Today, university students are surrounded by changes that impose choices–fundamentally important choices. In part, this situation is a product of shifts within university programs that now oblige students to select a substantial part of their own course of studies, but outside the university, the working world has also changed. It has grown more volatile and, for those who aspire to satisfying careers, there is a growing demand not only for skills in a speaker's native tongue but for an education in other languages as well.
Knowledge of other languages is promised by the very best institutions of higher learning, and students should expect no less when they come to Western. Such knowledge permits contact with other cultures and other peoples–contact through which whole new perspectives can be acquired. Students, mistrusting themselves, may find that idea too grand or too remote from their experience. What they remember is the problems of a high school language course–problems of memorizing vocabulary, or conjugating verbs. Let's begin, then, at the difficult point of those remembered tasks, and consider the value of language study in introductory or intermediate courses and programs.
The introductory study of a language sketches its principal grammatical features and teaches students some of its basic qualities–its sound and music, for instance, and its idiomatic characteristics. Intermediate courses extend this knowledge, teaching students to read effectively with the assistance of a dictionary, and enabling them to communicate in many or even most ordinary language situations.
The important thing about study at these levels is that it provides a key to further learning, and that key is essential for two reasons. The first is that many students will never return to formal studies after they graduate. The second is that it is very difficult to acquire a second language without some experience of formal study.
That experience of formal study is what introductory and intermediate language courses offer. They provide the equivalent of a language map on which students can place additional knowledge, even when it is acquired informally, and at a later date. Though this benefit falls short of the "new perspective" promised to advanced students, it means that such a gift may someday be possible. But it is the corollary to that benefit that may be most important: without language study at the introductory and intermediate levels, most students will be doomed to live their life in a single language, and that represents a personal loss, a social loss, and possibly a professional loss.

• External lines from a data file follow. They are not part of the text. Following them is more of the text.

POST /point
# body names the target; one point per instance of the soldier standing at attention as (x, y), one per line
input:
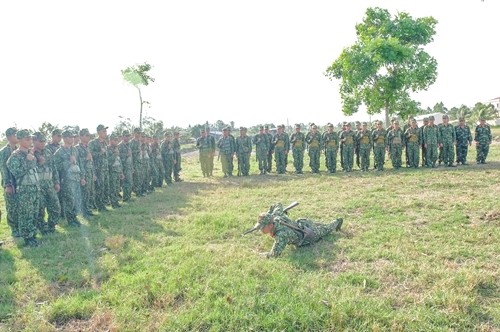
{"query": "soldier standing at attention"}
(464, 139)
(261, 141)
(364, 142)
(115, 171)
(347, 139)
(56, 141)
(431, 139)
(330, 141)
(297, 141)
(227, 148)
(271, 149)
(413, 142)
(483, 140)
(281, 144)
(313, 139)
(243, 151)
(98, 147)
(178, 163)
(379, 138)
(87, 163)
(22, 166)
(424, 150)
(447, 142)
(395, 144)
(8, 181)
(69, 167)
(48, 180)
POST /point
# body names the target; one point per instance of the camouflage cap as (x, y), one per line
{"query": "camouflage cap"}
(10, 131)
(56, 132)
(39, 136)
(101, 127)
(67, 133)
(23, 133)
(84, 132)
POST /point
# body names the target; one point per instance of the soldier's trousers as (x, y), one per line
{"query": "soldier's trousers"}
(227, 163)
(396, 152)
(482, 150)
(431, 154)
(448, 154)
(462, 150)
(10, 207)
(331, 160)
(412, 151)
(348, 157)
(364, 155)
(379, 156)
(279, 154)
(205, 162)
(314, 155)
(262, 160)
(48, 200)
(27, 210)
(298, 159)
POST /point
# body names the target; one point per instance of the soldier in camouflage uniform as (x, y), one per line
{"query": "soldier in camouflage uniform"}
(483, 140)
(87, 163)
(431, 139)
(135, 146)
(464, 139)
(364, 143)
(8, 181)
(447, 141)
(313, 139)
(348, 141)
(22, 166)
(330, 140)
(281, 143)
(178, 159)
(243, 152)
(395, 140)
(56, 141)
(227, 148)
(206, 145)
(413, 142)
(69, 166)
(168, 157)
(424, 150)
(379, 137)
(48, 180)
(98, 147)
(115, 171)
(285, 231)
(127, 164)
(297, 141)
(262, 142)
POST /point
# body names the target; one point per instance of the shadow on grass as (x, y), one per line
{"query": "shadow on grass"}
(70, 261)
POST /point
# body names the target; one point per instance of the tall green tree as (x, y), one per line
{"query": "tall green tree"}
(386, 63)
(138, 76)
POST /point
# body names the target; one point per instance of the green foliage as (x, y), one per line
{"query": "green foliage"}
(385, 64)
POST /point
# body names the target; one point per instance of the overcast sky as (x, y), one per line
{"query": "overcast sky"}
(245, 61)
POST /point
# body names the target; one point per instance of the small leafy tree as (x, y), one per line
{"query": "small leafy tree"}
(138, 76)
(386, 64)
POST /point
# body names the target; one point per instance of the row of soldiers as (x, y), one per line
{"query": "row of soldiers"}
(80, 175)
(435, 143)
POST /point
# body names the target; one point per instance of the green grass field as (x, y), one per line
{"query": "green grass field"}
(419, 251)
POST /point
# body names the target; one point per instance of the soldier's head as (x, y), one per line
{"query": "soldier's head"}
(11, 135)
(102, 132)
(56, 136)
(67, 137)
(24, 138)
(39, 140)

Language study at an advanced level offers all the advantages we have already mentioned, but in more powerful forms: it promises a more complete contact with other cultures and other peoples, more sophisticated perspectives, and more accomplished skills. Researchers suggest that learning a second language helps people think about language and texts in new ways, and develops skills for critical thinking which can be applied in many different situations. Learning another language certainly improves skills in a first language, which is why those who have studied another language tend to score better on scholastic aptitude tests.

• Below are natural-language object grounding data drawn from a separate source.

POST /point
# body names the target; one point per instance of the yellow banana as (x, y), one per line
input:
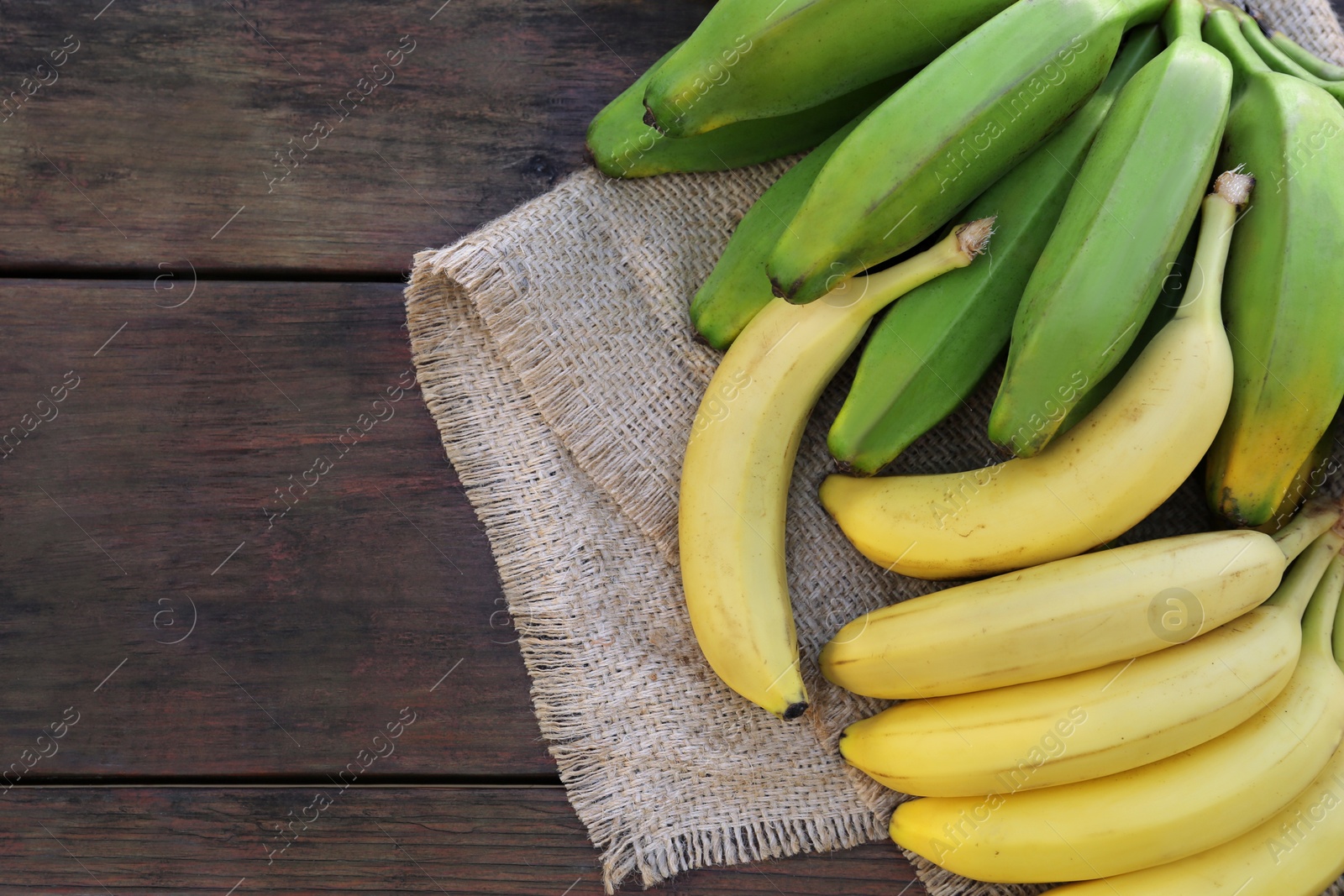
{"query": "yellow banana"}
(1093, 723)
(739, 458)
(1299, 852)
(1065, 617)
(1086, 486)
(1158, 813)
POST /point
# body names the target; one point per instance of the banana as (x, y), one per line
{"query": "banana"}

But advanced studies also offer important career advantages because companies and public sector employers have always needed people who can communicate effectively in more than one language. In this global "information age" such needs can only increase–especially in a bilingual and multicultural country like Canada. Students who choose to pursue a degree in a second language sometimes do so with a teaching career in mind; but language study is also valuable preparation for civil service positions with federal, provincial, and municipal governments; for law; for journalism, publishing, and advertising; for financial industries and import-export companies; for travel and tourism; and for many other careers.
Western and its Affiliated University Colleges offer language instructions in French, Spanish, Italian, German, Portuguese, Russian, Arabic, Hindi, Japanese, Korean, Persian, Ancient Greek, Latin, Mohawk, Ojibway, Mandarin, Hebrew. Courses are regularly available during the fall and spring terms, and selectively available during intersession and summer sessions. A wide range of associated fields of study are also available, including literatures from all over the world taught both in the original and in translation, literary theory, culture and civilization, foreign film study, linguistics, and translation.
First-year courses are available in a variety of forms designed to meet the needs of students who may be absolute beginners, or who may come with different degrees of knowledge up to a level of proficiency equivalent to a grade 12 credit. A placement test will recommend the most appropriate course. Most first-year courses make use of multimedia computer technology to enhance learning through independent study.